7. The NKVD’s attitude towards the Polish people (interrogation methods, torture and other forms of punishment, Communist propaganda, information about Poland, etc.):

The NKVD was particularly hostile towards Polish people. There was no investigation and I was sentenced based on Hleb’s report. There was Communist propaganda in the camps and it was meant to turn one against everything Polish, praising the Soviet Union at the same time.

8. Medical assistance, hospitals, mortality rate (give the names of the deceased):

There was almost no medical assistance at all. Very many people died.
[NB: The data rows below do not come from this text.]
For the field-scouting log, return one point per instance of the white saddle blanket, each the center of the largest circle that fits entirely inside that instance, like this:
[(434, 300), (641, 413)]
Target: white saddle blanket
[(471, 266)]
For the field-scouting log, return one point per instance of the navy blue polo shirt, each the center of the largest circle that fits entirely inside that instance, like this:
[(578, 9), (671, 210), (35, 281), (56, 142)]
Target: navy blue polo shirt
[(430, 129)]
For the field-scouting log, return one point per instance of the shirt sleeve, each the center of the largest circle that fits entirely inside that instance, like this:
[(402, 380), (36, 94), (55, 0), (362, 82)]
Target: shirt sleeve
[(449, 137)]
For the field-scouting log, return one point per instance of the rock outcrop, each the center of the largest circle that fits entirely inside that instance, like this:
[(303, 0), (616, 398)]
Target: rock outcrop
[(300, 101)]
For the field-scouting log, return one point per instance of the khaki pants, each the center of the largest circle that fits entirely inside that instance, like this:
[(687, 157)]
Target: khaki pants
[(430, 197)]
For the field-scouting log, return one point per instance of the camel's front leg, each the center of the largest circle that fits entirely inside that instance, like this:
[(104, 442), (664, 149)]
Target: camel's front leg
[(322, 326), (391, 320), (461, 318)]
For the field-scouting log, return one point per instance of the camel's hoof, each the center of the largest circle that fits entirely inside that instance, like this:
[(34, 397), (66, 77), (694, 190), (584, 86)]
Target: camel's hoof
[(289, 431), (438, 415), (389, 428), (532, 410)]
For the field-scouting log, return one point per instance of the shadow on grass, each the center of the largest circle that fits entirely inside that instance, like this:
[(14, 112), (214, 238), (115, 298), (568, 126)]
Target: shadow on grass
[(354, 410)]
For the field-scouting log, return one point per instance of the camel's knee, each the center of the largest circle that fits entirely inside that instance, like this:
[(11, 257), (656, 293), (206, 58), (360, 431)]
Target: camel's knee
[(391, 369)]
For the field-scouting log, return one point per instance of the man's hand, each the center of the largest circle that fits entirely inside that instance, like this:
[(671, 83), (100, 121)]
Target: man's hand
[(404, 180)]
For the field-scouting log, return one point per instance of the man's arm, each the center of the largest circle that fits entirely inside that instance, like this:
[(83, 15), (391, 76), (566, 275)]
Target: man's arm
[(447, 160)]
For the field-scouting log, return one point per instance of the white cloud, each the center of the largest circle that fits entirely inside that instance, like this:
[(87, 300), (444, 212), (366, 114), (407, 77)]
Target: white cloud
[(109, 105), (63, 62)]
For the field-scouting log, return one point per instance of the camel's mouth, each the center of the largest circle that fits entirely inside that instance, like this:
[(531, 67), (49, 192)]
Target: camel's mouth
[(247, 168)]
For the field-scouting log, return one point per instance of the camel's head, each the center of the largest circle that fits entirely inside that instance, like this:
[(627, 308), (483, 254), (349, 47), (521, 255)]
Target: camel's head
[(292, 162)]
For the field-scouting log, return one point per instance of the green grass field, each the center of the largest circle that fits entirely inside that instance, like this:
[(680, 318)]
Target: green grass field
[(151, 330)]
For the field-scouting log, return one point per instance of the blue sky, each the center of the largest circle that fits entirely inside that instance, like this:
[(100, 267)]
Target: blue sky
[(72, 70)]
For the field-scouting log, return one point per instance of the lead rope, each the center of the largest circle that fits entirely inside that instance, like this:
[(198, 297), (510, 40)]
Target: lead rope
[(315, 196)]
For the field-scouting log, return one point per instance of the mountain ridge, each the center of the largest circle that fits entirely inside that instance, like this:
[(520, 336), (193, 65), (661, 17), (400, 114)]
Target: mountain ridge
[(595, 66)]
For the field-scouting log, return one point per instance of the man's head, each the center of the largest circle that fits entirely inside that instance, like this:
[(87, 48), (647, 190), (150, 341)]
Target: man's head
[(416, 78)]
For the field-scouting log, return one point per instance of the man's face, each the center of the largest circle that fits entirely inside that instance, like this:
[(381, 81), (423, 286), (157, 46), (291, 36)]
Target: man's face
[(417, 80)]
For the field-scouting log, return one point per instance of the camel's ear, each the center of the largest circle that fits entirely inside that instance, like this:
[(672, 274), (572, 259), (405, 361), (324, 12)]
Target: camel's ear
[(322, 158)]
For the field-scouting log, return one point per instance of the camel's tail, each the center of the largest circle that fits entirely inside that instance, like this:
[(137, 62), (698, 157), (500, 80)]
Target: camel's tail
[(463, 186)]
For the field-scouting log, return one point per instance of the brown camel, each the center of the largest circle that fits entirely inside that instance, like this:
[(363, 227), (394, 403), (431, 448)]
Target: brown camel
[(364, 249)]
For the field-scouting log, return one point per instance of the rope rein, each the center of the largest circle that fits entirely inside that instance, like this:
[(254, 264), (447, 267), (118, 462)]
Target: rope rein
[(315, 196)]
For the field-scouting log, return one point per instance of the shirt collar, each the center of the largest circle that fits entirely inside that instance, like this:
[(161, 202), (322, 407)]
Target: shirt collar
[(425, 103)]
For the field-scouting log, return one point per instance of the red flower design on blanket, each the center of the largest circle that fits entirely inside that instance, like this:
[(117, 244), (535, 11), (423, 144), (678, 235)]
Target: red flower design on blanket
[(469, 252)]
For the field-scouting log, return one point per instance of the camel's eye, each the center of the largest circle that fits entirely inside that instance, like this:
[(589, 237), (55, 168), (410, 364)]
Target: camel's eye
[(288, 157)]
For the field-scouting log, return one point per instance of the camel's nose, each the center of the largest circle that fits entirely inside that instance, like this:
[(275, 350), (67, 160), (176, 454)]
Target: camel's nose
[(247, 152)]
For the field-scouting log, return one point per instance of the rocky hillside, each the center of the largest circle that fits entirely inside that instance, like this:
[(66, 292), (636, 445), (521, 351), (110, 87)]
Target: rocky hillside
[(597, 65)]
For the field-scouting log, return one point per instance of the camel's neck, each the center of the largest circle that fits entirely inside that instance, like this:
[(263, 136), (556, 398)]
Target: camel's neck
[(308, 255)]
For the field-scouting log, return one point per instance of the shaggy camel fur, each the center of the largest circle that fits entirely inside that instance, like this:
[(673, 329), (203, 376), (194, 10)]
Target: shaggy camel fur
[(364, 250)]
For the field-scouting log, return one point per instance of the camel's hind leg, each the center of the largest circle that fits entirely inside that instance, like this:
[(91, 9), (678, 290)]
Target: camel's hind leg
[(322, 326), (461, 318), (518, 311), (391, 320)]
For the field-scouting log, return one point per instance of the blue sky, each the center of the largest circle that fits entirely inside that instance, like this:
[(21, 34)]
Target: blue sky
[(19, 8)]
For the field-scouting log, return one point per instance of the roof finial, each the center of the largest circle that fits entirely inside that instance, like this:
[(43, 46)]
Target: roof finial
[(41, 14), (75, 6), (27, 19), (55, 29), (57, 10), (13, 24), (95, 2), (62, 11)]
9. Was there any possibility to get in contact with one’s country and family?

There was no contact with one’s country or family.

10. When were you released and how did you manage to join the army?

After the Polish-Soviet agreement [Sikorski-Mayski agreement of 1941], I was on trial again for three days, after which I was sentenced to death. However, after the amnesty [for Polish citizens in the Soviet Union], I was released. Once I made my way to Uzbekistan, I made my living working on a kolkhoz and then, in February 1942, I entered the ranks of the Polish army in Kermine [currently Navoiy, Uzbekistan].